De acuerdo con la OCDE, México ocupa el primer lugar en horas trabajadas al año, con un promedio de 2,226 horas por persona, muy por encima del promedio de la organización, que es de 1,752 horas. Sin embargo, la productividad por hora trabajada en México es una de las más bajas, lo que confirma que trabajar más no significa necesariamente trabajar mejor.
La reforma busca precisamente, equilibrar las condiciones laborales con la eficiencia económica. Pero su implementación no puede ser ciega ni uniforme. México tiene una economía heterogénea, con grandes diferencias entre sectores, regiones y tamaños de empresa. Lo que es viable para una empresa transnacional en Aguascalientes puede no serlo para un taller mecánico en Tlaxcala.
Desde el punto de vista empresarial, las inquietudes son comprensibles. Más de el 95% de las empresas mexicanas son micro o pequeñas, según datos del INEGI. Para muchas de ellas, reducir la jornada sin un plan de transición implicaría una carga difícil de asumir. Por ello, es fundamental que la reforma contemple una implementación gradual, acompañada de posibles incentivos fiscales temporales, esquemas de reorganización laboral y acceso a capacitación para mejorar procesos.

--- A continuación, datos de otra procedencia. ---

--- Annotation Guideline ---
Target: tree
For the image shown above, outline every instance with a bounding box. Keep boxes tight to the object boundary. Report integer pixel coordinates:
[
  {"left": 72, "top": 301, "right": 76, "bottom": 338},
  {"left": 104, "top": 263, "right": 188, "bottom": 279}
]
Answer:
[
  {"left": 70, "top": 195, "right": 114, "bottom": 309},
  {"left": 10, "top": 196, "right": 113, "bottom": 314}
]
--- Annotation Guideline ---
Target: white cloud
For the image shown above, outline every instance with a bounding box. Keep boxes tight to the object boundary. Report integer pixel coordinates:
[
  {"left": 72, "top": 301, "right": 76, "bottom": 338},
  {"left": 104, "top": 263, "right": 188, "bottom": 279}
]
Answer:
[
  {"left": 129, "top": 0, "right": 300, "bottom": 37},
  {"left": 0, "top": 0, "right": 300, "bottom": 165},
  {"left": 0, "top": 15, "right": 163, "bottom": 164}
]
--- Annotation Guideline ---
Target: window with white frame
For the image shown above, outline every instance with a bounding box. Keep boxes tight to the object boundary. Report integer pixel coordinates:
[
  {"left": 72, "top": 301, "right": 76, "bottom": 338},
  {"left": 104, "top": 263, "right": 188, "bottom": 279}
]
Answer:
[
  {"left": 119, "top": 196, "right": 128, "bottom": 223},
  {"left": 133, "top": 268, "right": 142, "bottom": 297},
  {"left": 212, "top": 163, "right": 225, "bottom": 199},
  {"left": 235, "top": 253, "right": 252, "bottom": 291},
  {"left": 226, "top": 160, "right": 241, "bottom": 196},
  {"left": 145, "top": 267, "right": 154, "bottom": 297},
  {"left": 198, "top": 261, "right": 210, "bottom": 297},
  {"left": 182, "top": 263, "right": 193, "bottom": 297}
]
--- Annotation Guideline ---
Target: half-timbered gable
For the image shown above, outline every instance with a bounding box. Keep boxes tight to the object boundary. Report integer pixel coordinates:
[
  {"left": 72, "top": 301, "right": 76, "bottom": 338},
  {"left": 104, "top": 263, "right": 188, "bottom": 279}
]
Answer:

Desde la perspectiva obrera, esta medida representa una reivindicación justa. Millones de personas pasan más de 48 horas semanales en el trabajo, sin que eso se refleje en su bienestar. Reducir la jornada no es un lujo, es una necesidad social y de salud pública. Pero también se necesita vigilancia sindical para que esta medida no dé lugar a nuevas formas de precariedad laboral.
Desde una visión humana, esta reforma significa más tiempo para vivir, no solo para trabajar. Se traduce en más horas para la familia, el estudio, la salud y el descanso. Es una forma concreta de combatir el estrés laboral, el deterioro de la salud mental y la descomposición social que generan las jornadas extenuantes.
Y desde el plano económico, hay evidencia suficiente de que la jornada reducida puede ser rentable. Países como Alemania, Noruega o Dinamarca tienen jornadas mucho más cortas que México y, sin embargo, son altamente productivos. La clave está en la organización, no en la cantidad de horas.
Reducir la jornada no significa afectar la economía. Significa humanizarla. El trabajo debe ser digno, no una condena. Y ningún país puede avanzar socialmente mientras sacrifica la vida de su gente en aras de una productividad mal entendida.